Notice that these cards encode hints rather than formal proof. The aim is to set up the right structure, rather than to rehearse a proof verbatim. Even if you’re studying for an exam, you still should trust yourself to be able to do things without having explicitly memorised them!

# General guidance: prioritise ruthlessly, learn to recognise bad cards

The usual rule of thumb is that you spend 50% of your time on the hardest 5% of your flashcards. A spaced repetition system will show you easy cards at exponentially decreasing frequency, so you’ll rapidly stop reviewing your easiest cards. But some cards just stubbornly refuse to be learned, so Anki will show them to you again and again in the hope that you’ll get it this time (until eventually it gives up, marking the card automatically as a “leech”, and stops ever showing it to you).

There will be cards that behave this way; that’s just life. Do keep an eye out for them; try and learn to recognise the mental state that is “urrgh, not this card again”. When you find a card that is showing up repeatedly, or that it’s consistently an unpleasant effort to answer, or which you keep getting wrong:

- Ditch the card! Do you really need to learn this fact anyway? There are so many other things out there to learn; do you have a good reason to spend your time on this one? Or might you be able to derive the contents of this card if necessary without even trying to memorise it?
- Split up the card. Is it too big? Can you reduce the mental effort required to learn the card?
- Make better mnemonics.
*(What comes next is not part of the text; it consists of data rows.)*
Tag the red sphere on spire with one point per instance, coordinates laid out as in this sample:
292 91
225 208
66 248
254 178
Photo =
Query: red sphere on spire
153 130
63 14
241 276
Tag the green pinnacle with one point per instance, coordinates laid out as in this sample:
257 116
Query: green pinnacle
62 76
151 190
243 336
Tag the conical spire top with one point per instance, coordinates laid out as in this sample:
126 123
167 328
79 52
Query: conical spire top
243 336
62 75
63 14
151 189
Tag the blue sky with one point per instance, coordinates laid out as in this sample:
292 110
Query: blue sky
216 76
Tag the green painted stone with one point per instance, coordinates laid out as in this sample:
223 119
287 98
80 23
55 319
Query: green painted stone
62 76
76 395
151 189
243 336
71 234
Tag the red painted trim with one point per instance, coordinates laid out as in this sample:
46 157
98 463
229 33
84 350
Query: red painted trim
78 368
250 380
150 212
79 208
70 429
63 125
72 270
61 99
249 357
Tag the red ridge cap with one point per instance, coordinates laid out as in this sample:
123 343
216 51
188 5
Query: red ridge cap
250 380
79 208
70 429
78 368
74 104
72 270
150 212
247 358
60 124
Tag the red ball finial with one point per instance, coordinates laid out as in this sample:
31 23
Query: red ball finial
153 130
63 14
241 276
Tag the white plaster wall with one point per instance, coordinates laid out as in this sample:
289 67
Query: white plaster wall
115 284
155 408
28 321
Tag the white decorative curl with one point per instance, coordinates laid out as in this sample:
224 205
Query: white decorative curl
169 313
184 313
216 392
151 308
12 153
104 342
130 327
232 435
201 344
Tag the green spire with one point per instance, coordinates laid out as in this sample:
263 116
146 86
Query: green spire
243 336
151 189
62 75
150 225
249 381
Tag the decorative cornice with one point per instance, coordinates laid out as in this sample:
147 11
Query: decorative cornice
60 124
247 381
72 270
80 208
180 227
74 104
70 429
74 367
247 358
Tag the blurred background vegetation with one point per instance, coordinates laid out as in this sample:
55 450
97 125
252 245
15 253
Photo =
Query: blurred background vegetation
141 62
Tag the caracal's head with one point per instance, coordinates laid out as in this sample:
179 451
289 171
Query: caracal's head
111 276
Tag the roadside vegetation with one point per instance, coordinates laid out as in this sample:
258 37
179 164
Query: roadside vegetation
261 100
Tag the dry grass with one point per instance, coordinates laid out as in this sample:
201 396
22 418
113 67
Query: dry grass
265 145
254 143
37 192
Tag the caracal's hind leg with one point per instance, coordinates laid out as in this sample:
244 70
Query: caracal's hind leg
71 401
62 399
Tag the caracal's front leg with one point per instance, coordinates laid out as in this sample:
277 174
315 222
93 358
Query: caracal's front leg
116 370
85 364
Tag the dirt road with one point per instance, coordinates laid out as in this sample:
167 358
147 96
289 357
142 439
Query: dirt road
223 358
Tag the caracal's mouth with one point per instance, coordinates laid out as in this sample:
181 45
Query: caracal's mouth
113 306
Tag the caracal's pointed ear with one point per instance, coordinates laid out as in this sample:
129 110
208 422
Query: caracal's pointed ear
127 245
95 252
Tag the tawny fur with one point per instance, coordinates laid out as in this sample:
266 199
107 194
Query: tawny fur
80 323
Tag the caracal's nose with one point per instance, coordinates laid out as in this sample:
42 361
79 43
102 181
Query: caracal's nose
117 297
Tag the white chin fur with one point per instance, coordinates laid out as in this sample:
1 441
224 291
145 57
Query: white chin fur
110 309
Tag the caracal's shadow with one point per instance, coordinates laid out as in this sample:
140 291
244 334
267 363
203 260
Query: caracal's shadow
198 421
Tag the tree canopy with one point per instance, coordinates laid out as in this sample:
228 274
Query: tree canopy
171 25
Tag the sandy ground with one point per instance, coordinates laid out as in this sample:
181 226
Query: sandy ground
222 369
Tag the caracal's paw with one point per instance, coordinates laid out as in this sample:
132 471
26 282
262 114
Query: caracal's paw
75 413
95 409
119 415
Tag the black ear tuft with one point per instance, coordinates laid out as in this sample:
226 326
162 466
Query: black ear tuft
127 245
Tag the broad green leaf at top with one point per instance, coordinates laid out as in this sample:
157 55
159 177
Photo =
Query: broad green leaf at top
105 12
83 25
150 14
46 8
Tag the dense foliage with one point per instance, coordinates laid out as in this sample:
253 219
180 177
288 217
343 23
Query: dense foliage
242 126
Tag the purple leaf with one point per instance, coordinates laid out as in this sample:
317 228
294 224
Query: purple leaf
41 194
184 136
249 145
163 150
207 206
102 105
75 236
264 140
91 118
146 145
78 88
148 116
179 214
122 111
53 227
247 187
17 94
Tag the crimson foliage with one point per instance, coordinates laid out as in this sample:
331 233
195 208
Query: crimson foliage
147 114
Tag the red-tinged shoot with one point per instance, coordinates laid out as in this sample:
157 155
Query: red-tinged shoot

Do you need to construct a different mental scene describing the card, or some clever phrase that sticks in your mind, or set something to music?
- Revisit the basics. Are you getting this card wrong because your mental model for the entire subject is not sufficiently well-founded?

# Conclusion

I’ve left it to other people to persuade you to *use* Anki, but this was a whip around a few things to keep in mind so that you can get a bit more out of your Anki usage, especially when it comes to learning more complex technical concepts where it’s not so obvious how to create the cards.
The art of Anki is easiest to learn by example; hopefully this has provided a couple more demonstrations to help fill out the arsenal.